Starburst vs Snowflake

The High Level Overview

Starburst and Snowflake are both in the data analytics space but are significantly different in terms of their architecture and use cases. Starburst is the corporate entity behind a fork of Presto called Trino, a SQL query engine whereas Snowflake is a cloud data warehouse that stores data in a proprietary format, although it utilizes cloud storage to provide elasticity. An alternative to Starburst is Ahana Cloud, a managed service for Presto.

Snowflake would more often be considered as an alternative to Redshift or other cloud data warehouse technologies – typically used for situations where workloads are predictable, or where organizations are willing to pay a premium to provide very fast query performance. Storing large volumes of semi-structured data in data warehouses will typically be expensive, and in these cases many organizations would consider a serverless alternative such as Ahana or Amazon Athena.

What is Starburst?

Starburst Enterprise is a data platform that leverages Trino, a fork of the original Presto project, as its query engine. It enables users to query, analyze, and process data from multiple sources. Starburst Galaxy is the cloud-based distribution of Starburst Enterprise.
What is Snowflake?

Snowflake is a cloud-based data warehouse that provides a SQL interface for querying, loading, and analyzing data. It also provides tools for data sharing, security, and governance.
What is Ahana Cloud?

Ahana Cloud is a managed service for Presto on AWS that gives you more control over your deployment. It enables users to query, analyze, and process data from multiple sources.

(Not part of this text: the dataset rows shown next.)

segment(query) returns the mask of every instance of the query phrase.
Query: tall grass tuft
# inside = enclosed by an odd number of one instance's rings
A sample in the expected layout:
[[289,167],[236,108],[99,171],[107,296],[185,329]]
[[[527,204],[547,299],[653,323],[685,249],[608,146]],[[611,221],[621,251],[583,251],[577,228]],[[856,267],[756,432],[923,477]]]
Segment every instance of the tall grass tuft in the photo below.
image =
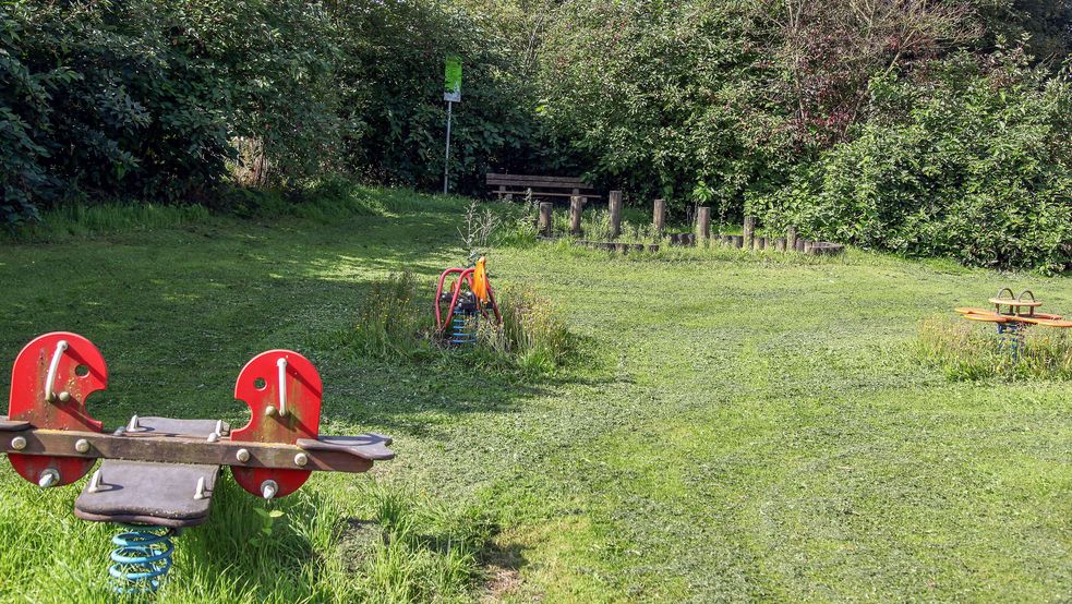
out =
[[[554,371],[575,349],[574,338],[550,300],[528,288],[496,292],[502,325],[480,317],[477,342],[451,348],[435,329],[432,288],[412,275],[375,281],[344,346],[380,359],[461,359],[471,366],[515,369],[525,374]],[[491,311],[489,311],[491,316]]]
[[525,373],[550,373],[574,350],[573,337],[554,304],[530,288],[498,294],[503,324],[483,322],[478,341]]
[[1013,357],[991,324],[961,318],[927,319],[920,326],[917,352],[950,379],[1072,379],[1072,334],[1069,329],[1029,327],[1019,357]]
[[421,288],[409,273],[374,281],[353,329],[352,346],[380,359],[415,359],[433,350],[435,317],[423,306],[432,304],[431,288]]

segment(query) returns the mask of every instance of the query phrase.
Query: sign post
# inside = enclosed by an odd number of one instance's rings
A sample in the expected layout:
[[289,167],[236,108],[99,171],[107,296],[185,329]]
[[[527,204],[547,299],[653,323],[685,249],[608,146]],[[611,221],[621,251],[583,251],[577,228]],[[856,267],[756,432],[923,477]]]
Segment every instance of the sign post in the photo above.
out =
[[461,59],[451,55],[447,57],[443,70],[443,100],[447,101],[447,145],[443,160],[443,194],[447,194],[450,178],[450,118],[454,104],[461,101]]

Try Ahana for Superior Price-Performance

Run SQL workloads directly on Amazon S3 with a platform that combines the best parts of open-source Presto and managed infrastructure. Start for free or get a demo.

Performance

We are defining performance as the ability to maintain fast query response times, and whether doing so requires a lot of manual optimization.

According to the vendor:

Below is a summary of the claims made in each vendor’s promotional materials related to their products’ performance. 

Starburst

Starburst’s website mentions that the product provides enhanced performance by using Cached Views and pushdown capabilities. These features allow for faster read performance on Parquet files, the ability to generate optimal query plans, improved query performance and decreased network traffic.
Snowflake

The Snowflake website claims that Snowflake’s multi-cluster resource isolation ensures reliable, fast performance for both ad-hoc and batch workloads; and that this performance is ensured even when working at larger scale.
Ahana Cloud

Ahana has multi-level data lake caching that can give customers up to 30X query performance improvements. Ahana is also known for its better price-performance as compared to Athena especially.

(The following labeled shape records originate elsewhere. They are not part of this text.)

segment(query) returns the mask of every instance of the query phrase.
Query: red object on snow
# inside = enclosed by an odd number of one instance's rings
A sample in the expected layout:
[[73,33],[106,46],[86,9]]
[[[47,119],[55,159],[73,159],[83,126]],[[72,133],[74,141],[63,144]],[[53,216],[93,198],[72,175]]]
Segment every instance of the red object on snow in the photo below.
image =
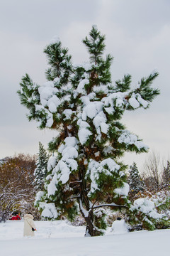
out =
[[21,217],[17,214],[16,216],[11,215],[11,217],[9,218],[11,220],[21,220]]

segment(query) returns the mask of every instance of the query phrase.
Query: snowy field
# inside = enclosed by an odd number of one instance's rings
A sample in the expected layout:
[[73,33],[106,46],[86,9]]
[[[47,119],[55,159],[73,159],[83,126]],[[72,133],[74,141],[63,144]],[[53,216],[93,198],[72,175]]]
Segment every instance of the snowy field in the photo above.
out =
[[35,221],[34,238],[23,237],[23,221],[0,223],[3,256],[168,256],[170,230],[115,233],[84,238],[84,227],[65,221]]

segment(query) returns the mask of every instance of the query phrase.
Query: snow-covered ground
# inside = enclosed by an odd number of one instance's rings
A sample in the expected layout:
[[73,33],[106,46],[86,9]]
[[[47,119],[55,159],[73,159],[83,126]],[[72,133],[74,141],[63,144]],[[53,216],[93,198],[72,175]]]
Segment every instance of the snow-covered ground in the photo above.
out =
[[0,223],[3,256],[168,256],[170,230],[110,233],[84,238],[84,227],[65,221],[35,221],[34,238],[23,237],[23,221]]

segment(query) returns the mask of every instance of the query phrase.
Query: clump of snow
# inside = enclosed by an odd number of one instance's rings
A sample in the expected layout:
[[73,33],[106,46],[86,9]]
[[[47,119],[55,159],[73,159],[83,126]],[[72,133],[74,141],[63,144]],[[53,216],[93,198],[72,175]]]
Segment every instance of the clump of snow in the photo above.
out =
[[85,79],[81,80],[78,85],[77,92],[79,93],[86,94],[86,90],[85,90],[84,86],[86,85],[88,85],[89,83],[89,79],[85,78]]
[[38,191],[36,193],[34,206],[36,206],[36,204],[41,200],[41,198],[44,196],[44,194],[45,194],[44,191]]
[[122,188],[118,188],[114,190],[114,192],[120,196],[128,196],[130,191],[130,186],[125,182],[123,182],[123,186]]
[[128,226],[125,220],[115,220],[111,227],[111,232],[113,234],[125,234],[128,232]]
[[154,219],[160,219],[163,214],[158,213],[155,209],[154,203],[147,198],[139,198],[134,201],[133,206],[130,208],[131,210],[137,210],[148,215]]
[[78,156],[77,144],[78,141],[74,137],[69,137],[59,147],[58,151],[62,154],[62,158],[52,171],[53,177],[47,186],[48,196],[55,194],[57,190],[57,185],[60,181],[62,184],[66,183],[71,172],[77,169],[78,164],[74,160]]
[[148,146],[140,140],[138,140],[136,135],[132,134],[128,130],[123,130],[122,132],[122,134],[119,137],[118,142],[119,143],[125,143],[127,145],[134,144],[139,150],[141,149],[148,149]]
[[100,174],[104,174],[106,176],[112,176],[113,172],[117,172],[120,169],[120,166],[110,158],[101,161],[101,163],[90,159],[86,176],[90,176],[91,181],[91,190],[89,192],[90,196],[96,191],[98,190],[98,182],[100,179]]
[[77,121],[77,124],[79,126],[78,137],[81,145],[86,144],[92,132],[89,131],[90,125],[85,121],[79,119]]
[[136,100],[135,95],[133,93],[131,97],[129,99],[129,104],[133,108],[137,108],[140,107],[139,102]]
[[57,162],[55,156],[50,156],[47,162],[47,170],[50,171],[52,169],[55,168]]
[[57,218],[57,212],[55,208],[55,205],[54,203],[40,203],[40,207],[43,209],[41,213],[42,217],[49,218]]
[[103,104],[101,102],[90,102],[83,110],[82,119],[86,120],[87,117],[93,119],[102,111]]

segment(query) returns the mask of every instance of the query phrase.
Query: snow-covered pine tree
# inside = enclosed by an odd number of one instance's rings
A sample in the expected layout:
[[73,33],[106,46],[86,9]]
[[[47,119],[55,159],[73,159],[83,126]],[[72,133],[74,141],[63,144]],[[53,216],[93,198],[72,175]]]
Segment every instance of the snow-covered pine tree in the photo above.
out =
[[136,163],[134,162],[130,166],[129,174],[128,184],[130,186],[130,195],[133,198],[138,192],[144,191],[144,183],[140,177]]
[[90,62],[73,65],[68,49],[60,40],[46,48],[50,68],[48,82],[40,86],[26,75],[18,92],[30,110],[28,119],[41,129],[59,132],[49,144],[56,152],[48,161],[46,191],[37,196],[44,217],[72,219],[80,211],[86,222],[86,235],[101,235],[106,228],[105,206],[118,209],[127,202],[129,186],[119,162],[125,151],[146,152],[137,135],[120,122],[124,112],[148,108],[159,95],[151,87],[157,73],[141,79],[130,90],[131,75],[111,83],[113,57],[105,58],[105,36],[93,26],[83,43]]
[[36,168],[34,171],[35,179],[33,185],[36,191],[42,191],[45,178],[47,174],[47,161],[49,156],[41,142],[39,142],[39,153],[36,161]]
[[170,162],[167,161],[166,167],[164,168],[162,174],[162,187],[170,186]]

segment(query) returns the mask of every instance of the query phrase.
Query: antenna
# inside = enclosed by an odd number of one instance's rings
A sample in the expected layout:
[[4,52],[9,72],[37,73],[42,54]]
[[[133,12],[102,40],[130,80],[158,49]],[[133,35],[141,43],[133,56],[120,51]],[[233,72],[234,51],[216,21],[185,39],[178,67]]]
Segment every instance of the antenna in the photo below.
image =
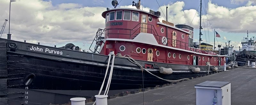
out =
[[116,6],[119,4],[118,2],[116,0],[112,1],[111,4],[112,4],[112,5],[115,8],[116,8]]
[[135,6],[137,9],[140,9],[140,0],[139,0],[139,2],[137,3],[135,3],[134,1],[132,1],[132,6]]
[[229,45],[230,45],[229,43],[230,43],[230,42],[231,42],[231,40],[228,40],[228,47],[229,47],[230,46],[229,46]]

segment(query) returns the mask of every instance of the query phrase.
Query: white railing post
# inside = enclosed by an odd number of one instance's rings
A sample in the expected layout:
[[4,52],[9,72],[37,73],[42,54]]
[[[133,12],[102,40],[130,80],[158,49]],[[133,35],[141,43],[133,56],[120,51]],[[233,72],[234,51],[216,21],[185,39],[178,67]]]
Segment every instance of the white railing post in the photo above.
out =
[[226,63],[224,63],[224,71],[227,71],[227,65],[226,65]]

According to user reviews:

Below is a summary of the claims made on user reviews in websites such as G2, Reddit, and Stack Overflow, related to each tool’s performance. Users generally have positive opinions about Starburst’s performance, but find it difficult to customize and integrate with external databases; Snowflake’s performance is seen as an advantage, but users note that it is expensive for some use cases.

Starburst

– Several reviewers mention that Starburst is easy to deploy, configure, and scale.

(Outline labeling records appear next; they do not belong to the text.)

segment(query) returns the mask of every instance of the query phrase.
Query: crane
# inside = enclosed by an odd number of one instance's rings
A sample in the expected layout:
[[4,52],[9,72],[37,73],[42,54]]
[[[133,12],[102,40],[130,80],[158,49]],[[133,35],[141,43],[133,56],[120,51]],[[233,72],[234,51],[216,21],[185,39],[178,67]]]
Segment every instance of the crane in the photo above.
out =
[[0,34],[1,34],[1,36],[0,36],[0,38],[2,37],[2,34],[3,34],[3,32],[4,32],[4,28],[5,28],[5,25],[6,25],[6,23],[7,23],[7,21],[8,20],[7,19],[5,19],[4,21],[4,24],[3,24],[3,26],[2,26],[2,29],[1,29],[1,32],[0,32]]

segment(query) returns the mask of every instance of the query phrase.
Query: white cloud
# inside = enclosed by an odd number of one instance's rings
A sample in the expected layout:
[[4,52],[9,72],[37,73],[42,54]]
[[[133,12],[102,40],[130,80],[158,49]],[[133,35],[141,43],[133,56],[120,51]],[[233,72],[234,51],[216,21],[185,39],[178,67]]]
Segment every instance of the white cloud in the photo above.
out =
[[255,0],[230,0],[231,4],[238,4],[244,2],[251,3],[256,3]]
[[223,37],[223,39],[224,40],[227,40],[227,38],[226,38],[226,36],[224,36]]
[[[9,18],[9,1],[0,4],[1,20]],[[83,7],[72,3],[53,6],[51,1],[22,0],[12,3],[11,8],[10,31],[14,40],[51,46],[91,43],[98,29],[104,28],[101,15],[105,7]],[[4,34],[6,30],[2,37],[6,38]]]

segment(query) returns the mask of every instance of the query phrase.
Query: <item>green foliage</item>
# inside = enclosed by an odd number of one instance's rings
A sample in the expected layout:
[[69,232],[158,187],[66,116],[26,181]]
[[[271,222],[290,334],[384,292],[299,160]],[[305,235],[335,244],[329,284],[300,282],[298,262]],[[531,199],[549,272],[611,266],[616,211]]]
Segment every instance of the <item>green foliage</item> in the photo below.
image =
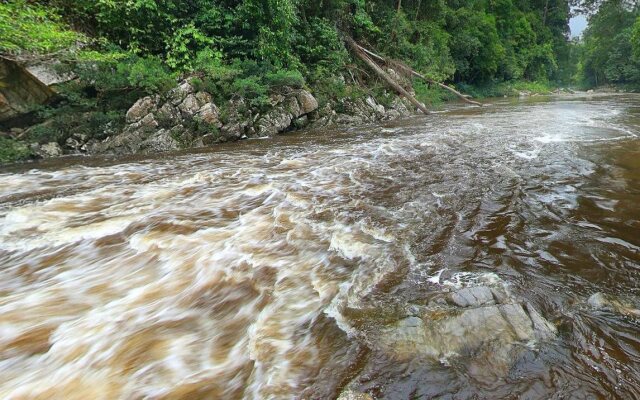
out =
[[0,163],[26,160],[30,156],[31,151],[26,144],[0,136]]
[[264,80],[270,87],[288,86],[300,89],[304,86],[304,77],[297,70],[278,69],[266,74]]
[[437,86],[431,86],[424,81],[415,81],[413,88],[416,92],[416,98],[428,107],[438,107],[444,101],[453,99],[450,92]]
[[73,134],[102,140],[124,125],[124,112],[82,112],[69,106],[44,112],[48,112],[48,119],[29,130],[28,141],[64,144]]
[[25,0],[0,2],[0,53],[53,53],[84,39],[65,27],[55,10]]
[[457,86],[460,91],[479,99],[504,96],[517,97],[521,92],[549,94],[554,90],[554,86],[548,82],[535,81],[485,82],[479,85],[459,83]]
[[605,2],[589,20],[579,52],[578,84],[640,84],[640,23],[637,9]]

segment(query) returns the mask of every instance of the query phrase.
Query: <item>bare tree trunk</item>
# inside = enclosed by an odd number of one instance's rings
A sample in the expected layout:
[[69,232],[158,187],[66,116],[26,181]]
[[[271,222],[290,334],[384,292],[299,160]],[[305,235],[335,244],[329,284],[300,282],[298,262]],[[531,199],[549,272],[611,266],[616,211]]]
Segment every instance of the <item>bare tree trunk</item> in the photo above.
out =
[[[354,43],[355,43],[355,42],[354,42]],[[455,90],[454,88],[451,88],[451,87],[449,87],[449,86],[445,85],[444,83],[436,82],[436,81],[434,81],[433,79],[429,79],[429,78],[427,78],[426,76],[424,76],[424,75],[422,75],[422,74],[420,74],[420,73],[418,73],[418,72],[416,72],[416,71],[412,70],[411,68],[409,68],[409,67],[408,67],[408,66],[406,66],[406,65],[403,65],[403,64],[400,64],[400,63],[397,63],[397,62],[396,62],[396,63],[394,63],[394,62],[390,62],[390,61],[389,61],[389,60],[387,60],[386,58],[384,58],[384,57],[382,57],[382,56],[377,55],[376,53],[374,53],[374,52],[372,52],[371,50],[368,50],[368,49],[366,49],[366,48],[364,48],[364,47],[360,46],[360,45],[359,45],[359,44],[357,44],[357,43],[355,43],[355,45],[356,45],[356,46],[358,46],[358,48],[359,48],[360,50],[362,50],[364,53],[366,53],[366,54],[368,54],[369,56],[371,56],[371,57],[373,57],[373,58],[377,59],[378,61],[381,61],[381,62],[383,62],[383,63],[385,63],[385,64],[391,64],[391,65],[394,65],[394,64],[395,64],[397,67],[401,68],[401,69],[402,69],[404,72],[406,72],[407,74],[412,75],[412,76],[415,76],[416,78],[420,78],[420,79],[422,79],[422,80],[424,80],[424,81],[426,81],[426,82],[429,82],[429,83],[430,83],[430,84],[432,84],[432,85],[437,85],[437,86],[439,86],[439,87],[441,87],[441,88],[443,88],[443,89],[445,89],[445,90],[448,90],[449,92],[451,92],[451,93],[455,94],[455,95],[456,95],[456,96],[458,96],[462,101],[464,101],[464,102],[466,102],[466,103],[473,104],[473,105],[476,105],[476,106],[482,106],[482,105],[483,105],[482,103],[479,103],[479,102],[477,102],[477,101],[473,101],[473,100],[469,99],[467,96],[465,96],[465,95],[463,95],[462,93],[458,92],[458,91],[457,91],[457,90]]]
[[364,51],[362,51],[361,47],[355,42],[355,40],[353,40],[349,36],[345,36],[345,40],[347,44],[349,44],[353,52],[358,56],[358,58],[364,61],[364,63],[367,64],[376,74],[384,79],[387,84],[391,88],[393,88],[393,90],[406,97],[407,100],[409,100],[411,104],[413,104],[418,110],[422,111],[425,114],[429,114],[429,110],[427,110],[427,108],[422,103],[420,103],[415,97],[407,92],[405,88],[400,86],[398,82],[394,81],[393,78],[389,76],[389,74],[387,74],[382,68],[380,68],[378,64],[375,63],[375,61],[371,59],[371,57],[369,57]]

– However, some reviews also mention negatives such as the need for complex customization to achieve optimal settings, difficulty in configuring certificates with Apache Ranger, and unclear error messages when trying to integrate with a Hive database.
Snowflake

– Many reviewers have generally positive opinions about Snowflake’s performance – although it’s clear from the reviews that this performance comes at a high cost. They mention positive aspects such as its ability to handle multiple users at once, instantaneous cluster scalability, fast query performance, and automatic compute scaling

– Negative aspects mentioned include credit limits, expensive pricing for real-time use cases or large queries, cost of compute, time required to learn Snowflake’s scaling, and missing developer features.
Ahana Cloud

Ahana is similar to Athena in that you get fast and reliable data analytics at scale. Unlike Athena, you get more control over your Presto deployment – no issues with concurrency or deterministic performance.

Scale

We are defining scale as how effectively a data tool can handle larger volumes of data and whether it is a good fit for more advanced use cases.

According to the vendor:

Below is a summary of the claims made in each vendor’s promotional materials related to their products’ scale. 

Starburst

The Starburst website claims that Starburst offers fast access to data stored on multiple sources, such as AWS S3, Microsoft Azure Data Lake Storage (ADLS), Google Cloud Storage (GCS), and more. It also provides unified access to Hive, Delta Lake, and Iceberg. It has features such as high availability, auto scaling with graceful scaledown, and monitoring dashboards.
Snowflake

The Snowflake website claims that Snowflake can instantly and cost-efficiently scale to handle virtually any number of concurrent users and workloads, without impacting performance; an that Snowflake is built for high availability and high reliability, and designed to support effortless data management, security, governance, availability, and data resiliency.
Ahana Cloud

Ahana has autoscaling built-in which automatically adjusts the number of worker nodes in an Ahana-managed Presto cluster. This allows for efficient performance and also helps to avoid excess costs.

According to user reviews:

Below is a summary of the claims made on user reviews in websites such as G2, Reddit, and Stack Overflow, related to each tool’s scale. Overall, users generally think that both Starburst and Snowflake are capable of handling larger volumes of data, but may have other potential issues with scalability.

Starburst

– Multiple reviews note that Starburst Data is capable of handling larger volumes of data, can join disparate data sources, and is highly configurable and scalable

– Potential issues with scalability noted in the reviews include the need for manual tuning, reliance on technical resources on Starburst’s side, and the need to restart a catalog after adding a new one. Issues with log files and security configurations are also mentioned.
Snowflake

– Reviewers note that Snowflake is capable of handling larger volumes of data. They also mention that it has features such as cluster scalability, flexible pricing models, and integrations with third-party tools that can help with scaling. 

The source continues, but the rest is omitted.